Del Evangelio de san Juan 4, 43-54
En aquel tiempo, se fue Jesús porque: «Un profeta no es estimado en su propia patria».
Cuando llegó a Galilea lo recibieron bien, porque habían visto todo lo que había hecho en Jerusalén durante la fiesta.
Allí estaba un padre que tenía un hijo enfermo y, oyendo que Jesús había llegado fue a verlo, para pedirle que bajase a curar a su hijo que estaba muriéndose.
Jesús le dijo: «Solo creéis cuando veis pruebas. Vete que tu hijo se ha recuperado».
El hombre creyó en la palabra de Jesús y se puso en camino. Los criados vinieron a su encuentro diciéndole que su hijo vivía. Él preguntó que a qué hora había empezado la mejoría. Y se dio cuenta de que fue cuando Jesús le había dicho: «Tu hijo vive». Y creyó él con toda su familia.
Señor Jesús, te reconozco que muchas veces he pensado que me sería mucho más fácil entregarte mi vida si antes hubiera podido ver con mis propios ojos algún milagro tuyo. Sin embargo, el texto de hoy nos muestra a un padre que nos enseña una gran lección: no es necesario presenciar nada grandioso para confiar en ti, nos debe bastar el encuentro personal contigo y con tu palabra.

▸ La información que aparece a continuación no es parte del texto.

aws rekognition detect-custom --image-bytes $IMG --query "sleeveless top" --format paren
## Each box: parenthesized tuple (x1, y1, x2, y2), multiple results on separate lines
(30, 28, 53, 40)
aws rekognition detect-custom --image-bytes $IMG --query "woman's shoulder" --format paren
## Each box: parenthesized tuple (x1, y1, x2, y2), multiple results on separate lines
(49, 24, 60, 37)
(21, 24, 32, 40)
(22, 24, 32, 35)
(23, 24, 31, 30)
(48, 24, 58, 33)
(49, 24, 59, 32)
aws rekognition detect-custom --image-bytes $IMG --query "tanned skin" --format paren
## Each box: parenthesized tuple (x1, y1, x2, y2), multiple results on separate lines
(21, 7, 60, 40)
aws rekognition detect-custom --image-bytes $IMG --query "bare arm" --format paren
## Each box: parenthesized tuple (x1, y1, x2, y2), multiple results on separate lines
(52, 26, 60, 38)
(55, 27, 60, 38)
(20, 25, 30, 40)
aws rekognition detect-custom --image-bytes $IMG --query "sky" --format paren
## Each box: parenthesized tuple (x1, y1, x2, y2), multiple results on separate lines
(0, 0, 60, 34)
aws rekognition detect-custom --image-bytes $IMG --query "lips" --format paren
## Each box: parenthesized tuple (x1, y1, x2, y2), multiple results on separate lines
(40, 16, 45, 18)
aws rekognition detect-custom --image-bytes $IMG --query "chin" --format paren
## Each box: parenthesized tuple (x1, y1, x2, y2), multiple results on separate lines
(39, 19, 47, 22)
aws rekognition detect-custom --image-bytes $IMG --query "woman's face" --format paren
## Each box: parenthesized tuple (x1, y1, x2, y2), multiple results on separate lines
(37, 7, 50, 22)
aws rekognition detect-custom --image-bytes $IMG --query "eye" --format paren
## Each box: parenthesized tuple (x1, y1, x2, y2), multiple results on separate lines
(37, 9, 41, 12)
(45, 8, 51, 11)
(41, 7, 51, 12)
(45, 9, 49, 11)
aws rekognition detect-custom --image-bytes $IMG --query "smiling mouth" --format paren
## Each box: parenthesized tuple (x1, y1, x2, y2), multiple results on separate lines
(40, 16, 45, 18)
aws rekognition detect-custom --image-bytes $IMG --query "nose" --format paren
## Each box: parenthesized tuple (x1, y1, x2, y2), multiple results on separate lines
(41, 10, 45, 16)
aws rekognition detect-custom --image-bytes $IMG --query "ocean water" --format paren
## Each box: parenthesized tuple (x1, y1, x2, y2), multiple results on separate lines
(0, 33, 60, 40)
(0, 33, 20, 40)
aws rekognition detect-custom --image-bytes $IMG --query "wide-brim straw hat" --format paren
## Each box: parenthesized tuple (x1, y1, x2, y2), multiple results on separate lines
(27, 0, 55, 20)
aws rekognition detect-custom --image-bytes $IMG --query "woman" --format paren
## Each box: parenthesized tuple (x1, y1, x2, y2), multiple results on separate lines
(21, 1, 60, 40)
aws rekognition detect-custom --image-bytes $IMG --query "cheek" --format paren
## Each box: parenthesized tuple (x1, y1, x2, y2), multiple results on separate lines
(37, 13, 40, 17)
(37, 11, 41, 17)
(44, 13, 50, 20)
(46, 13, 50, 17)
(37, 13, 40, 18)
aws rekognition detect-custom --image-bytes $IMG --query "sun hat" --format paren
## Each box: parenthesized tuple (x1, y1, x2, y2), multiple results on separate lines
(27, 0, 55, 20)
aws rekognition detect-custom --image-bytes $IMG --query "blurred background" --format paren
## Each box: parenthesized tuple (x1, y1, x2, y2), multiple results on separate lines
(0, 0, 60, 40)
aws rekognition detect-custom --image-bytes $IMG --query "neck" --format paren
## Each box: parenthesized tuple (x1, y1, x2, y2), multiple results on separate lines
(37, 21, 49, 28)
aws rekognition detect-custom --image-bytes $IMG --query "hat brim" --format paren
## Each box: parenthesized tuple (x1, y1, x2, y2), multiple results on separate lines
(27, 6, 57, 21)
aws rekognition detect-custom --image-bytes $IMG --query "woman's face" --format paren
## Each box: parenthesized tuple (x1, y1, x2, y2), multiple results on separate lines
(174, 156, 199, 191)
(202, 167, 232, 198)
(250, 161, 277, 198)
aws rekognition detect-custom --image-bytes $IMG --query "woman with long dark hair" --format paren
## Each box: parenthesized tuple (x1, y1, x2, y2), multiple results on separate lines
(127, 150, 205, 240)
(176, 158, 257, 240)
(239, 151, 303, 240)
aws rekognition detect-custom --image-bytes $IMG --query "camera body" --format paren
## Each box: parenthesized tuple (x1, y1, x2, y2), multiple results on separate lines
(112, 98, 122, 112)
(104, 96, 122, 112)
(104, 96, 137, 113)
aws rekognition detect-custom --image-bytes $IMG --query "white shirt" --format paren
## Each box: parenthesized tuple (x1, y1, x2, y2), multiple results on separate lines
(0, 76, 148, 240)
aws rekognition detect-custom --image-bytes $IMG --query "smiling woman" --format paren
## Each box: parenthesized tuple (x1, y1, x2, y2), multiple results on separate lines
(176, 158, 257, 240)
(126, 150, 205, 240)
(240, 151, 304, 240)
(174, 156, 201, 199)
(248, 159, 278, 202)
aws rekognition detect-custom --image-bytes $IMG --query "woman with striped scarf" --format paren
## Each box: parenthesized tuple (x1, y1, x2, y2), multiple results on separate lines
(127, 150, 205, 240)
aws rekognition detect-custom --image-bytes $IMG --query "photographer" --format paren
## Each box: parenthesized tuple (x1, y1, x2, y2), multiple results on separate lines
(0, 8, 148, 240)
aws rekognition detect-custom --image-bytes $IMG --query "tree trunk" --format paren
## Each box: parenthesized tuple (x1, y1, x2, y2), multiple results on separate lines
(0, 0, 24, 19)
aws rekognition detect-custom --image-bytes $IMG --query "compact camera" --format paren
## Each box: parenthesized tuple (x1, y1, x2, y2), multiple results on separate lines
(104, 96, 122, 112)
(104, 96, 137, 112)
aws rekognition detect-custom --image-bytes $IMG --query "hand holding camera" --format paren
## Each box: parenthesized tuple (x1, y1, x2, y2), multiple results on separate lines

Siglos después, San Francisco también tuvo un encuentro personal contigo y se fio de tu palabra. Por todo esto, hoy solo te pido una cosa: que tu palabra me sea suficiente para confiar en ti, como el niño que se fía de su padre.
Amén.
A lo largo de esta semana, cuando me levante por la mañana, haré la señal de la cruz y repetiré: “Confío en ti.”